00:50:41: Aber ich glaube auch ganz speziell, weil das Lokale irgendwie eine Chance hat, gerade
00:50:46: wieder eine Renaissance zu erleben.
00:50:48: Und da blicken wir weiter drauf und wir werden darauf hier auch blicken, mit dir zusammen
00:50:54: bei den Lokalrundfunktagen, um da noch einen kleinen Werbeblock am Ende einzubauen.
00:50:59: - Reklame, Reklame.
00:51:00: - Genau, Reklame, Reklame, Werbung, Werbung am 25.
00:51:04: und 26.
00:51:05: Juni sind die dieses Jahr Mittwoch und Donnerstag.
00:51:07: Achtung, liebe Stammgäste, Nichtdienste und Mittwoch wie sonst?
00:51:10: Dieses Jahr Mittwoch und Donnerstag, 25.
00:51:13: und 26.
00:51:14: Juni.
00:51:15: Das Programm ist vor kurzem online gegangen.
00:51:16: Das werde ich natürlich in die Show Notes packen.
00:51:18: Da könnt ihr mal reinschauen.
00:51:19: Unterwertet ihr ein Panel mit dem Titel "Go Local and Trust" entdecken, was von Katja
00:51:26: Elnitzki moderiert wird.
00:51:27: Und da werden wir sicherlich einiges von dem, was wir heute besprochen haben, dann auch
00:51:31: noch mal mit den Gästen vertiefen.
00:51:34: Darauf freuen wir uns schon mal sehr.
00:51:36: Und bis dahin wünsche ich dir alles Gute.
00:51:39: Und dann sehen wir uns in Nürnberg.

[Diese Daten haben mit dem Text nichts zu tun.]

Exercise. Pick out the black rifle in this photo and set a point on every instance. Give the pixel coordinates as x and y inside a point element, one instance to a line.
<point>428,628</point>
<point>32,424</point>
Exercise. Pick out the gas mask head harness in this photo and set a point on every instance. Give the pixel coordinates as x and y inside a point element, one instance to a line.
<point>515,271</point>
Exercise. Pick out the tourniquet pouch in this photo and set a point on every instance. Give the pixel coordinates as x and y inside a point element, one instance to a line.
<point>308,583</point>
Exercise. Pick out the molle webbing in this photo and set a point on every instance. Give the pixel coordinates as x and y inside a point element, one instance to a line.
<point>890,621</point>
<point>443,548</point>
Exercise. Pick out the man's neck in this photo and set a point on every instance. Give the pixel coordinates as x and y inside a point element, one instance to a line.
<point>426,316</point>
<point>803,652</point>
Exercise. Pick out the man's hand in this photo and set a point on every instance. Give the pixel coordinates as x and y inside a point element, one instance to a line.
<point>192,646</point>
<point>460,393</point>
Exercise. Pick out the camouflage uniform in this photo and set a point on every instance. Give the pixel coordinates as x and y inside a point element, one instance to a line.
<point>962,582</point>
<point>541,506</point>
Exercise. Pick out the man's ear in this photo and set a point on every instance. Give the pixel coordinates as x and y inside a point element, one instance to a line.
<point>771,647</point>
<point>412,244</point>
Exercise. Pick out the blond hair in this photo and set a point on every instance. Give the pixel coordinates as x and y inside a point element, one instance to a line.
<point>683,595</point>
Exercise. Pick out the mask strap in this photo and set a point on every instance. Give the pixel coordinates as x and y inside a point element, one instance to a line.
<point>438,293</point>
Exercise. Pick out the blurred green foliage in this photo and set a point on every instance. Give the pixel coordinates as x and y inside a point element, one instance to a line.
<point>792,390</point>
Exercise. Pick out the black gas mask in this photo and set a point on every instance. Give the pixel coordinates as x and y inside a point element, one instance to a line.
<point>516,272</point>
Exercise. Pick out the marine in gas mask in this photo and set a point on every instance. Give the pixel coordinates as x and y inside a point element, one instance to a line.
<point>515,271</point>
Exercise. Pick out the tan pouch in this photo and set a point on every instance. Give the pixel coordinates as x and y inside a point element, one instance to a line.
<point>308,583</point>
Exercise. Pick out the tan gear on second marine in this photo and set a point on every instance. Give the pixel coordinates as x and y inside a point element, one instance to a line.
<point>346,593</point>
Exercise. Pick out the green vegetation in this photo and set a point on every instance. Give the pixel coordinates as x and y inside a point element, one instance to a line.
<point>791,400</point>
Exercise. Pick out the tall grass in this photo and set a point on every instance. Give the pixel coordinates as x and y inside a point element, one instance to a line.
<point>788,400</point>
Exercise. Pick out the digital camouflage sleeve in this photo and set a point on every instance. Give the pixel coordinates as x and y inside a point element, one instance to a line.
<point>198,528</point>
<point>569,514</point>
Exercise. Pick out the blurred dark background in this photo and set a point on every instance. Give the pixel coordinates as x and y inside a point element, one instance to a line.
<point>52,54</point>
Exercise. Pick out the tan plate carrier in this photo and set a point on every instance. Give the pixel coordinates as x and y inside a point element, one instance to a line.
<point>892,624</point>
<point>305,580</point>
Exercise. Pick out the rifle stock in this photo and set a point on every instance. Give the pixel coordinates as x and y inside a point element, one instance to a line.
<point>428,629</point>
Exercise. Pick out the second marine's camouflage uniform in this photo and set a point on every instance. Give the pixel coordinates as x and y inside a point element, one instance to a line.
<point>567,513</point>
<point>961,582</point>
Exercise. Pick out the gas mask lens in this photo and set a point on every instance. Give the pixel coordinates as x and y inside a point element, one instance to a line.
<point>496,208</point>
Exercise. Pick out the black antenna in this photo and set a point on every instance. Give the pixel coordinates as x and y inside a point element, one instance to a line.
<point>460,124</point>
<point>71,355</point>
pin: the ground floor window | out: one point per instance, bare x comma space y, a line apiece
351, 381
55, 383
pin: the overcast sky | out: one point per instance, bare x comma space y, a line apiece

00:51:41: - Ich danke dir Lukas für die Einladung.
00:51:44: Es hat Spaß gemacht.
00:51:45: Die eine oder andere Frage hat mich ganz schön ins Grübeln gebracht.
00:51:49: - Das ist nicht das Schlechteste manchmal.
00:51:51: - Nein, das ist super.
00:51:53: Und ich freue mich auch auf Nürnberg.
00:51:55: Wir sehen uns da.
00:51:56: - Super, vielen Dank.
00:51:57: Und auch euch, liebe Hörerinnen und Hörer, verabschiede ich an dieser Stelle.
00:52:02: Und den einen oder anderen von euch sieht man sicherlich auch in Nürnberg.
00:52:05: Und ihr kennt es von mir, macht es gut, bleibt stabil.
00:52:09: Und bis zum nächsten Mal.
00:52:11: This is Media Now.
00:52:13: Das Update für alle, die Medien machen.